SEMANTIC PAGE ANALYSIS FOR PRIORITIZING CONCEPTS

Info

Publication number: 20110218993
Type: Application
Filed: Mar 2, 2011
Publication Date: Sep 8, 2011
Applicant: Knewco, Inc. (Gaithersburg, MD)
Inventors: Erik Van Mulligen (Rotterdam), Ravi Kalaputapu (Rockville, MD), Marc Weeber (Groningen)
Application Number: 13/039,298

Abstract

Embodiments disclose a method of obtaining relevancy scores for concepts found on a page of content. Methods disclosed rely on connectivity of concepts found in a page in relation to connectivity of the same concepts with other concepts in general, and the semantic relationships between the concepts found on a page to obtain relevancy of concepts.

Description

Description

CROSS-REFERENCE TO RELATED APPLICATION

This application claims the benefit of U.S. provisional application No. 61/309,549 filed on Mar. 2, 2010, the complete disclosure of which, in its entirety, is herein incorporated by reference.

TECHNICAL FIELD

The embodiments herein relate to information retrieval and information extraction and, more particularly but not exclusively, to concept selection mechanism in the process of information retrieval and information extraction.

BACKGROUND

Internet has become an increasingly accessible means to search content on the web. Web based content searching forms a large swath of today's Internet ecosystem. One of the main means for extraction of information is based on contextual analysis of the search query. Some mechanisms employ means for generation of keywords, synonyms and the like for obtaining search results. Also, some approaches employ relevance listing based on co-occurrence of the same words or synonyms for the word within the web page. However, such mechanisms for extracting search results based solely on words or phrases found within the text of the web page can lead to erroneous results.

In an example, in generating contextual information for an input query the search engines extract information from each and every web page of a website. Every bit of information extracted is indexed and stored in the database maintained by the search engine. A list of keywords is obtained and stored from the indexed information. When a user enters a search query, the search query is compared against the indexed information and a list of relevant search results is obtained. During the comparison process, the search query entered by the user is compared against list of keywords to obtain the results. In such mechanisms, a hard match is required between the query entered by the user with one of the keywords or key phrases stored in the database. Hence, website owners that submit their web page to such search service have to find the set of keywords that best fit the submitted web page. The same holds true when a user submits a search query with a spelling mistake, a partial query (which consists of a sub-string of the indexed key terms), and a query in which the words do not appear in the same order as is in the indexed key terms and so on. In all such cases, the search service may not provide the user with appropriate search results to the submitted query. As a result, such mechanisms are not effective in extracting effective results for search query input by the user.

Some other search systems employ a method wherein the query entered by the user is mapped to obtain closeness in the “meaning” for the search query. Further, information that is closest in “meaning” is returned in the search results. One significant drawback of this method is that obtaining “meaning” is relatively vague and not easily determined. These search engines provide limited functionality and also do not recognize keywords in the query that are beyond the exact matches produced by the matching process.
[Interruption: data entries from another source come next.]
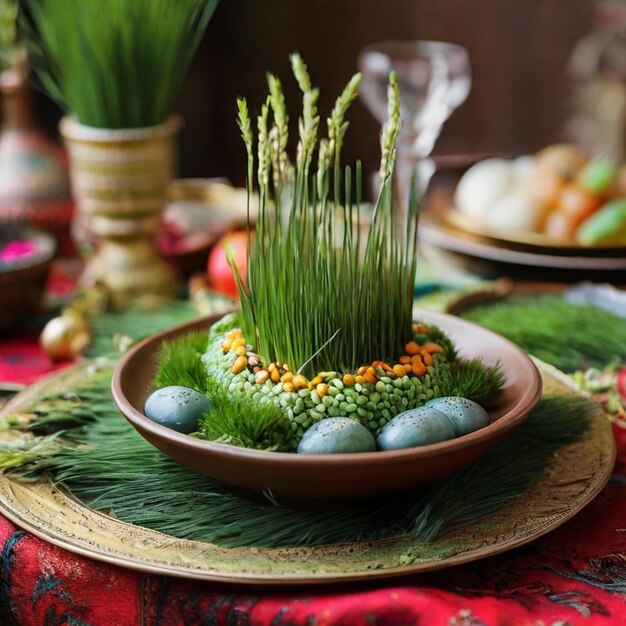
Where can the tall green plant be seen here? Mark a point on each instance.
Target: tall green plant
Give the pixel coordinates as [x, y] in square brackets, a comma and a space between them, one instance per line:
[11, 52]
[115, 63]
[317, 297]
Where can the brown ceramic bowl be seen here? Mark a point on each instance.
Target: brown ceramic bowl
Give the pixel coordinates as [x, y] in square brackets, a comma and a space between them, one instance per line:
[365, 474]
[23, 278]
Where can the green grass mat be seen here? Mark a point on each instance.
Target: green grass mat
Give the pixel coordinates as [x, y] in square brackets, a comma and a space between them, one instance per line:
[566, 335]
[86, 446]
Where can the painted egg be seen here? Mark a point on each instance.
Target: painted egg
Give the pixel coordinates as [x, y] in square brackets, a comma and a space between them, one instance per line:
[466, 415]
[178, 408]
[417, 427]
[335, 435]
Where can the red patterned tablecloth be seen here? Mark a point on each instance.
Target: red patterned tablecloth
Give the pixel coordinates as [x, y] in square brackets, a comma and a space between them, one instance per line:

In a US provisional application titled “Related Concept Selection using Semantic and Contextual Relationships”, Kalaputapu et al address the aforementioned drawbacks of existing systems, and disclose methods and systems for concept selection and ranking using input information obtained. The input information may include keywords, web page content and the like. Such ranked and selected concepts may be used in various applications like searching, advertising, highlighting relevant concepts on a web page among others.

Selecting relevant concept(s) on a web page involves analyzing the content of the page. Existing systems that attempt concept selection on a page do selection of concepts based on frequency of concepts appearing on a page. In a simplistic scenario, the concept that appears more frequently will be given preference over other concepts that appear relatively less frequently. Selection of concepts on a page based on measures that rely on frequency of appearance of concepts may result in sub optimal selection.
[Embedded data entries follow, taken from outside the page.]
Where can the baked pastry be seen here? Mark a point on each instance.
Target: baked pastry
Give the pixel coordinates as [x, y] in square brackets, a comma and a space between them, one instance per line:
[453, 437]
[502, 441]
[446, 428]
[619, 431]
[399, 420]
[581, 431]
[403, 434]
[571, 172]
BRIEF DESCRIPTION OF THE FIGURES

The embodiments herein will be better understood from the following detailed description with reference to the drawings, in which:

FIG. 1 illustrates relations between concepts found on a page according to embodiments herein;

FIG. 2 illustrates a method of semantic page analysis for concept selection according to embodiments herein;

FIG. 3 illustrates an example environment in which semantic page analysis methods disclosed herein may be applied;

FIG. 4 illustrates a method according to which semantic page analysis may be used in an example environment;

FIG. 5 illustrates an example environment in which semantic page analysis methods disclosed herein may be applied; and

FIG. 6 illustrates a method according to which semantic page analysis may be used in an example environment.

DETAILED DESCRIPTION OF EMBODIMENTS

The embodiments herein and the various features and advantageous details thereof are explained more fully with reference to the non-limiting embodiments that are illustrated in the accompanying drawings and detailed in the following description. Descriptions of well-known components and processing techniques are omitted so as to not unnecessarily obscure the embodiments herein. The examples used herein are intended merely to facilitate an understanding of ways in which the embodiments herein may be practiced and to further enable those of skill in the art to practice the embodiments herein. Accordingly, the examples should not be construed as limiting the scope of the embodiments herein.
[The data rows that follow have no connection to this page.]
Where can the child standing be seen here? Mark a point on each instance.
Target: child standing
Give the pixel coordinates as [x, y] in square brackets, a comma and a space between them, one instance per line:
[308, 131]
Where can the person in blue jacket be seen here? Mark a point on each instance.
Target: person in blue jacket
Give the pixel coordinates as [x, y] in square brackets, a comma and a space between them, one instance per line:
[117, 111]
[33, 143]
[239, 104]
The embodiments herein disclose page analysis methods for concept selection using semantic relationships. Referring now to the drawings, and more particularly to FIGS. 1 through 6, where similar reference characters denote corresponding features consistently throughout the figures, there are shown embodiments.

FIG. 1 illustrates relationships between concepts found on a page according to embodiments herein. Indexing of text on a page, finding concepts on a page, assigning semantic relationship values to different types of relations between concepts, and creation of concept relation database have been discussed in detail by Albert Mons et al. in their US patent application 20080301174 titled “Data structure, system and method for knowledge navigation and discovery”. The page may be any source of information such as a web page or any other repository of information. Two basic types of concepts are defined: (a) a source concept, corresponding to a query; and (b) a target concept, corresponding to a concept having some relationship with the source concept. Each concept, identified by its unique identifier, is assigned minimally three attributes: (1) factual; (2) co-occurrence; and (3) associative values.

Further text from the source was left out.